Yesterday, we had mentioned in our forecast of how the USDCAD pair was likely to run into a lot of selling in the 1.29 to 1.30 price region and that is why we had warned out traders not to get carried away and get ready for a correction. This is what happened yesterday as the dollar fell lower all across the board.
USDCAD Moves Lower
We saw the pair move lower during the course of the day and it was especially hit in a strong manner by the announcement of tariffs on the import of steel and aluminium by the US. This has led to stocks falling across the world and it has also increased the risk sentiment in the markets due to the fear that it could lead to a trade war between the various global powers. China has already expressed displeasure over the move and it is widely expected that the repercussions are likely to continue in the short term.
This is likely to see the pair come under pressure during this period and we are already seeing the effects of that as the pair has dropped from the 1.29 region to trade in the mid-1.28s over the last few hours.
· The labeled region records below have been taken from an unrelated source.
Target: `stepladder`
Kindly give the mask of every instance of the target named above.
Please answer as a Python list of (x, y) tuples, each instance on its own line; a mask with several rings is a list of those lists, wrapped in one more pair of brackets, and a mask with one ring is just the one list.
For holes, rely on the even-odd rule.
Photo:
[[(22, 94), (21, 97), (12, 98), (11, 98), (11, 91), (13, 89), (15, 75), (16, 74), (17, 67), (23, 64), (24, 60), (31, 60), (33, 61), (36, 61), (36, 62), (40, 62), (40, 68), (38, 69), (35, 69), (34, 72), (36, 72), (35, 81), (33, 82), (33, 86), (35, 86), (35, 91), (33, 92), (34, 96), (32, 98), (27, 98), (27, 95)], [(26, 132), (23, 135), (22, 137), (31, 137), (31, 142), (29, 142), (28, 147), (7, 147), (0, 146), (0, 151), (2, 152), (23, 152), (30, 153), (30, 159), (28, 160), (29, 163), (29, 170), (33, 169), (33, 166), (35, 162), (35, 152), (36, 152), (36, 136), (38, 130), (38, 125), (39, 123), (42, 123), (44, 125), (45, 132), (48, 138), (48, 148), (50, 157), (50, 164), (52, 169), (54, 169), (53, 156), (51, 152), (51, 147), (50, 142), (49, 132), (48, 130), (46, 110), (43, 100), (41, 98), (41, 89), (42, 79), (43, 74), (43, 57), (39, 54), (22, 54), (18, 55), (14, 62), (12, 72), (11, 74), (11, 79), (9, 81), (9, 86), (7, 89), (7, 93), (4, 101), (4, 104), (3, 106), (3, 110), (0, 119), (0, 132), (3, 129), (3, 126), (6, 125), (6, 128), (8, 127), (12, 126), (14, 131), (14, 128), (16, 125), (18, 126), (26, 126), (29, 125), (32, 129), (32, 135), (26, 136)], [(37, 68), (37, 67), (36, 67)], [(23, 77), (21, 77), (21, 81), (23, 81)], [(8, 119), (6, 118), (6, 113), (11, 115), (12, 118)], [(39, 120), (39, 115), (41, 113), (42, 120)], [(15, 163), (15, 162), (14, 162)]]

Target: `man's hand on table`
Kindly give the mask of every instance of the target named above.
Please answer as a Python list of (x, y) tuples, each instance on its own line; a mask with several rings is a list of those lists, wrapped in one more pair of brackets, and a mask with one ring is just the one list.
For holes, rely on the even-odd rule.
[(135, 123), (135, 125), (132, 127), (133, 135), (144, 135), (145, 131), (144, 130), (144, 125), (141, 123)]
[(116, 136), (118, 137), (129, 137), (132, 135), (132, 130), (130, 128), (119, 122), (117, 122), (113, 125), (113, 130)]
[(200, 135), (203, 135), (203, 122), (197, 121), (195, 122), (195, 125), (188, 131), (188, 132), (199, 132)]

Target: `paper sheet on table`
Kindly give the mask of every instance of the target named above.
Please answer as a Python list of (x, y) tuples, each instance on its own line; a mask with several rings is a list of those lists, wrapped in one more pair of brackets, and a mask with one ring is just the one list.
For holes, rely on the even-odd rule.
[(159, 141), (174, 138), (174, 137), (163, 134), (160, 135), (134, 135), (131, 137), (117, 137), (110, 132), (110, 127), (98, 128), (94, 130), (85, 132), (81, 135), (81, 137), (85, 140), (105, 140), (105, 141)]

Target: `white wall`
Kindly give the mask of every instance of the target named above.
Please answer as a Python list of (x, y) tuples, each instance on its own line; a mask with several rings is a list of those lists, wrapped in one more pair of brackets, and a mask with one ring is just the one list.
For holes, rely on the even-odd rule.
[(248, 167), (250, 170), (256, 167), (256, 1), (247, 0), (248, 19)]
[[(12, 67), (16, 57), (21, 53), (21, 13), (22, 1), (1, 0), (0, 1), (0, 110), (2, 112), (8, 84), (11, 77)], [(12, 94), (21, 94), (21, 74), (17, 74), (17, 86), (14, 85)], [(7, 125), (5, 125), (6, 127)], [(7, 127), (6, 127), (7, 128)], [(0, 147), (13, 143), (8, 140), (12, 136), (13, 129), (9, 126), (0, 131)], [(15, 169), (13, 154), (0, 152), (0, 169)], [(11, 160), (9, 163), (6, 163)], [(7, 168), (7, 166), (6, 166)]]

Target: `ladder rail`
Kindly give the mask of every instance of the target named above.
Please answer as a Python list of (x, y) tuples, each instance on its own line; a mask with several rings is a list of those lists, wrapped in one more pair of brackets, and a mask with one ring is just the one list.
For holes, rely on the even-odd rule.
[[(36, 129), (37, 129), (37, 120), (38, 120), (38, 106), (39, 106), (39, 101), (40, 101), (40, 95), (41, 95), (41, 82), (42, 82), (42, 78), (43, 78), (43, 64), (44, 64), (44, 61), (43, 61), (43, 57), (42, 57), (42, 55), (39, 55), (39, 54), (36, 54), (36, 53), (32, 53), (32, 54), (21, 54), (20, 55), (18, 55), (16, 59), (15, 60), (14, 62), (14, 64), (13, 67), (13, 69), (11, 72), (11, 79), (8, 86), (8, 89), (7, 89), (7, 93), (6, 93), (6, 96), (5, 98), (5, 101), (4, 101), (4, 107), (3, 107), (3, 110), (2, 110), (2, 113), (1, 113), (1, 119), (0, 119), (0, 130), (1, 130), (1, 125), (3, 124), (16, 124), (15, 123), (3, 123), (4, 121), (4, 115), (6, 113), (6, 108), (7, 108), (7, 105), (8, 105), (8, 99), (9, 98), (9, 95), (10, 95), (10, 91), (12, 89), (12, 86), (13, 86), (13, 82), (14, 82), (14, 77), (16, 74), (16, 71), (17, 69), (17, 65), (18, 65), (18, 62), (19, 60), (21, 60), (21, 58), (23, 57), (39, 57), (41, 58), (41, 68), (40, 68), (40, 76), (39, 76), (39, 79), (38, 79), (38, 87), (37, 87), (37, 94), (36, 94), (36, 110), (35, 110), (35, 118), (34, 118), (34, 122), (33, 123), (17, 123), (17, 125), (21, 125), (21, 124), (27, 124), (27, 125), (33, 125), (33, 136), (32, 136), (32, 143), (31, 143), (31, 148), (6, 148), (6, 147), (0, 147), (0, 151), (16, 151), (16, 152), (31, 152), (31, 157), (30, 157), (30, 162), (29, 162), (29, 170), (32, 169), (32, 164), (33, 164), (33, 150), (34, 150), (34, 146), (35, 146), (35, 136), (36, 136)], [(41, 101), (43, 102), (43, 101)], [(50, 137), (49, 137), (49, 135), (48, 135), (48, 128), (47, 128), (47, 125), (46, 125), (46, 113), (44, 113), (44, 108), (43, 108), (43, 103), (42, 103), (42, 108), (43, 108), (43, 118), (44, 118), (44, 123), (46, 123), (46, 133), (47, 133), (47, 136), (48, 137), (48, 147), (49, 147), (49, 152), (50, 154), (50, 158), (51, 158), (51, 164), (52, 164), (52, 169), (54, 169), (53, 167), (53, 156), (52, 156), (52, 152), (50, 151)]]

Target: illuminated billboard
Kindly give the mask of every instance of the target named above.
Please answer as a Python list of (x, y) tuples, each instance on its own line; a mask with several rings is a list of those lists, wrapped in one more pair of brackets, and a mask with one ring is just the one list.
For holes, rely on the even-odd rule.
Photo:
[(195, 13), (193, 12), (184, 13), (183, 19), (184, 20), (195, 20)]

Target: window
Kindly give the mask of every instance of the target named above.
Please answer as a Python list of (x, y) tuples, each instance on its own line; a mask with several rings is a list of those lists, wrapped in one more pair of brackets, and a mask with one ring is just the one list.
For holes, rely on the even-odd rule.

But again, we have to say that the bulls are still in control of the pair and it is likely that the dollar would continue to move up in the medium term which means that the pair is likely to move higher and every opportunity to go long on this pair should be utilised fully.
Looking ahead to the rest of the day, we have the GDP data from Canada and the bears in the pair would be hoping for some strong data which would once again ignite the chances of a rate hike from the BOC in the near future. If that does not happen, then we are likely to see the pair move higher back through 1.29 once again.